Texto: Maicon Ribeiro de Santana – Osasco/SP

 

Participar das mais perigosas corridas de motovelocidade do mundo e sem uma infraestrutura ideal, exige muita coragem e paixão pelo que faz. E isso Rafael Paschoalin tem de sobra. Para participar do GP de Macau contou com incentivo de seu grande amigo, Rhalf Lo Turco, que o ajudou a preparar a moto na Inglaterra e seguir para a competição.

Paschoalin entre outros pilotos das corridas de rua: coragem, determinação e prudência

Paschoalin entre outros pilotos das corridas de rua: coragem, determinação e prudência

Não é fácil treinar fora de seu país e ainda transportar todo o equipamento para o outro lado do planeta. Chegando na China, hora de conhecer o circuito e se preparar para uma competição onde qualquer erro pode ser fatal. A morte de pilotos nestas competições é frequente e infelizmente este ano não foi diferente. O português Luis Carreira sofreu um acidente durante as sessões de treino na curva dos pescadores, o trecho mais veloz do circuito, a moto pegou fogo e Luis não resistiu aos ferimentos.

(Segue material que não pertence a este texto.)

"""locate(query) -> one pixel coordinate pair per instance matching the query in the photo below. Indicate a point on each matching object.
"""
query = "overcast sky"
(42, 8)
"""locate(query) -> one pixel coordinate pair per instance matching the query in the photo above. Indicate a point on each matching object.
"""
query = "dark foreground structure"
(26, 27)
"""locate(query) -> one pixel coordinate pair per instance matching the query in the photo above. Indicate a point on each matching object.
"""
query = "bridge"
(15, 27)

Afinidade com o piloto português que morreu nos treinos em Macau abalou o piloto brasileiro

Afinidade com o piloto português que morreu nos treinos em Macau abalou o piloto brasileiro

Paschoalin ficou muito abalado pois criou uma afinidade com o português pela facilidade do idioma e aproveitou para trocar experiências, já que Carreira, aos 35 anos, competia pela sétima vez em Macau. “Como estou fazendo a prova pela primeira vez eu não dava sossego a ele. Ficava perguntando qual a dificuldade, onde era preciso frear e acelerar. Tudo para atrair o máximo de informação”, disse o brasileiro em reportagem ao portal uol.

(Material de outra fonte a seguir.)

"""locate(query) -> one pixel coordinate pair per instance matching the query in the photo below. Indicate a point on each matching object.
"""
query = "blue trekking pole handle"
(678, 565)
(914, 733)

Mas a vida continua. Alinhado no grid na 19ª posição, Rafael largou bem e já estava em 15º ao final da primeira volta, quando abandonou a corrida. “Vergonha! Travei meu braço na segunda volta, não consegui completar a prova”, disse o piloto. Certamente o acidente com o português o abalou e, em uma prova de alto risco, é preciso estar focado totalmente na pista. Por isso ele não seguiu na corrida.

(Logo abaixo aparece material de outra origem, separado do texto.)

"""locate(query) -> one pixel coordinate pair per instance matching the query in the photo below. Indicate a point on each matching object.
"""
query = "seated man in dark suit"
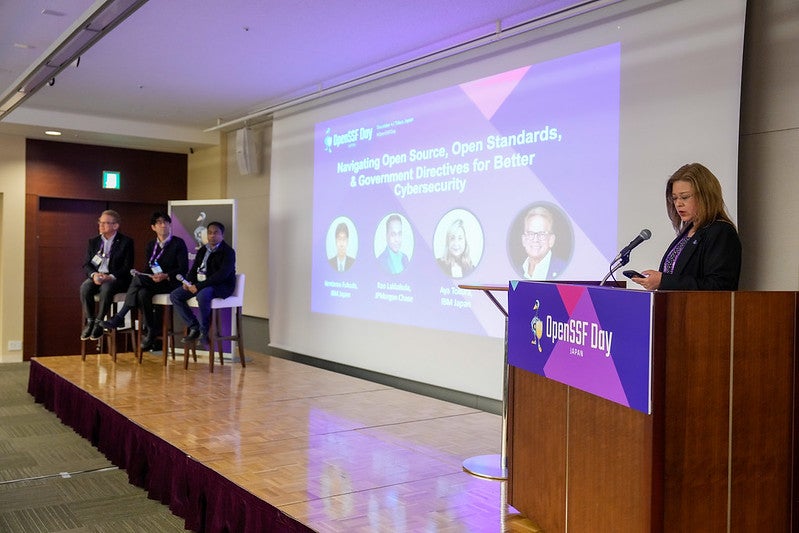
(109, 258)
(213, 275)
(167, 258)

Por outro lado mostra maturidade em não se arriscar, pois muitas provas virão e estar em Macau já é uma grande conquista. Apenas pilotos convidados integram os 32 do grid e este ano o número de inscritos passou de 60. O próximo passo é disputar o temido Tourist Trophy (TT), na Ilha de Man, o circuito de rua mais famoso do mundo da motovelocidade.

Rafael estava entre os inscritos para a prova deste ano, mas com o grande número de pilotos, alguns novatos foram cortados. O brasileiro decidiu então competir na North West 300 (Irlanda), que têm características parecidas com a prova da ilha de Man. Paschoalin marcou seu nome na história ao ser o primeiro brasileiro a completar a prova, largando em 46º e terminando em 26º. Ótimo resultado para quem teve pouco tempo para planejar a viagem e preparar a moto, já que a confirmação da participação aconteceu apenas 15 dias antes do início da competição. E o perigo das provas de rua se mostrou novamente e infelizmente, presenciou a morte de outro companheiro, o escocês Mark Buckley, 35 anos, faleceu após sofrer acidente.

Virei fã do Rafael quando soube que ele iria participar do TT da ilha de Man e desde então acompanho sua carreira. Tive a oportunidade de conhecê-lo pessoalmente em Interlagos, quando visitei os boxes de sua equipe, na 5ª etapa do Pirelli SuperBike. E não me decepcionei. Após largar mal, ele fez belas ultrapassagens e terminou em terceiro lugar.

Com esta dedicação e principalmente amor ao motociclismo os resultados logo virão e seu nome já está registrado na história do motociclismo nacional. O importante é ganhar experiência e seguir o coração. Afinal, muitas corridas serão disputadas e não se pode arriscar. Um pequeno erro pode custar a vida. Estaremos na torcida. Até o Tourist Trophy em 2013!